During recent years, several methods have been evaluated in veterinary medicine. The goal of the intraocular implant design is to provide prolonged activity with controlled drug release from the polymeric implant material. Intraocular administration of the implants always required minor surgery. The long-term toxicity of an intravitreal implant releasing continuous cyclosporine in normal horses was determined by Gilger et al. (2000). Other clinical studies include: the use of a bioerodible, deep scleral, lamellar cyclosporine implant for the treatment of horses suffering from uveitis (Gilger et al., 2006); the use of a subconjunctival cyclosporine implant for the treatment of keratoconjuctivitis sicca (KCS) in a red wolf (Acton, Beale, Gilger & Stoskopf, 2006), and the use of an episcleral cyclosporine implant for treatment of the same problem (KCS) in dogs with preliminary good results (Barachetti, Rampazzo, Mortellaro, Scevola & Gilger, 2015).
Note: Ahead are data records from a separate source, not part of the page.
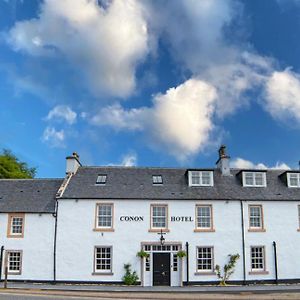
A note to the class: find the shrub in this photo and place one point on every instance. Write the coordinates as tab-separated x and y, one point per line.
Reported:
130	278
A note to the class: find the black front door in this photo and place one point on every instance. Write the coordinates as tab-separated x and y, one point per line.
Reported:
161	268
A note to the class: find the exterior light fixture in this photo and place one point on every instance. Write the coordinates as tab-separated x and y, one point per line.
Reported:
162	239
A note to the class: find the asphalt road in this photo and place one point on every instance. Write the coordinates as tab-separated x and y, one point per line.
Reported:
42	295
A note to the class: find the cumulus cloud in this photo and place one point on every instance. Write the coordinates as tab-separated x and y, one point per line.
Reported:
62	113
283	95
55	138
104	43
181	120
241	163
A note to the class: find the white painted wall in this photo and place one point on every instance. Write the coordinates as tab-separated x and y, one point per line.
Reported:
76	238
37	246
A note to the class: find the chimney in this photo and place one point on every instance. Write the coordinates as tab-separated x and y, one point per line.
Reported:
223	161
73	163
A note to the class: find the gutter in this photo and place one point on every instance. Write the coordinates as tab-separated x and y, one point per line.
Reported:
243	241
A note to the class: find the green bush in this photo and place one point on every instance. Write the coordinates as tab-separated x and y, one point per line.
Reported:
130	278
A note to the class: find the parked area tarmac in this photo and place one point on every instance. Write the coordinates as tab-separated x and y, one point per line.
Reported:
28	291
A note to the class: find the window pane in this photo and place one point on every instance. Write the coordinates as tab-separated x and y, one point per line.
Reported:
204	216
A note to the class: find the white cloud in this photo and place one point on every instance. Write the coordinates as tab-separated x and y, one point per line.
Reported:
283	95
129	160
62	112
181	120
241	163
105	44
53	137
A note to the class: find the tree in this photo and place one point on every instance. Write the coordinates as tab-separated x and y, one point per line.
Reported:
12	167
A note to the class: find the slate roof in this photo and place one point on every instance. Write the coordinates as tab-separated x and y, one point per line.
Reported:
136	183
28	195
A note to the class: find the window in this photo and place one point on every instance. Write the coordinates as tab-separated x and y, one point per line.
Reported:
175	262
103	259
15	226
257	258
104	216
157	179
159	214
200	178
204	218
205	259
293	179
254	179
256	218
14	261
101	179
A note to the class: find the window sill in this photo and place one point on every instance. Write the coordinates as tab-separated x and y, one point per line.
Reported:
204	230
205	273
159	230
103	273
104	229
256	230
258	273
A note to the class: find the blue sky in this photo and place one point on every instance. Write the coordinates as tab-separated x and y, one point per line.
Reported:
150	83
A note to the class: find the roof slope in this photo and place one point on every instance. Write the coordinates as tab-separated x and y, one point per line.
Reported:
28	195
136	183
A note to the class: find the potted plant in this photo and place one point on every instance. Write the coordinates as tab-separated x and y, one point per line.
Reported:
228	268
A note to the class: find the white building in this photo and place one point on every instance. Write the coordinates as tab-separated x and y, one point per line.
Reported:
104	215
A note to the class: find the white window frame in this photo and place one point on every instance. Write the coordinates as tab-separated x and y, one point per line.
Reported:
261	218
211	270
158	228
264	179
206	228
263	258
191	174
289	180
8	261
97	217
104	259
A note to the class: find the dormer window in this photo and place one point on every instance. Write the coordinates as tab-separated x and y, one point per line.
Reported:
293	179
201	178
157	179
254	179
101	179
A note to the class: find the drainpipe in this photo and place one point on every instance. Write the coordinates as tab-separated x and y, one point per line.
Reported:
187	262
275	262
243	242
54	244
1	260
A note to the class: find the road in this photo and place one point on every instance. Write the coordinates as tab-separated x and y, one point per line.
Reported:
77	295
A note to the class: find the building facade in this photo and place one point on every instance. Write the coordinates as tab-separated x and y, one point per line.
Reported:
98	218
Pijls et al. (2005) described another device named OphthaCoil that was studied in dogs, and consisted of a drug-loaded adherent hydrogel coating on a thin metallic coiled wire that was placed in the conjunctival sac. The study describes the drug levels of pradofloxacin in the tear fluids of the dogs. Unfortunately, in that study the devices were lost when left overnight, due to the third eyelid (which does not exist in humans) pushing the device out of the conjunctival sac during sleep.

Conclusions

A certain increase in interest in topically administered controlled-release dosage forms for veterinary medicine has been observed during the last decade. Despite some progress that has been made in the field, and despite the favorable and somewhat lenient statute of veterinary regulation, the controlled-release delivery systems are in their infancy in the veterinary area (Rothen-Weinhold et al., 2000) and have not yet reached their full potential.

Declaration of Competing Interest

The authors declare no competing interests.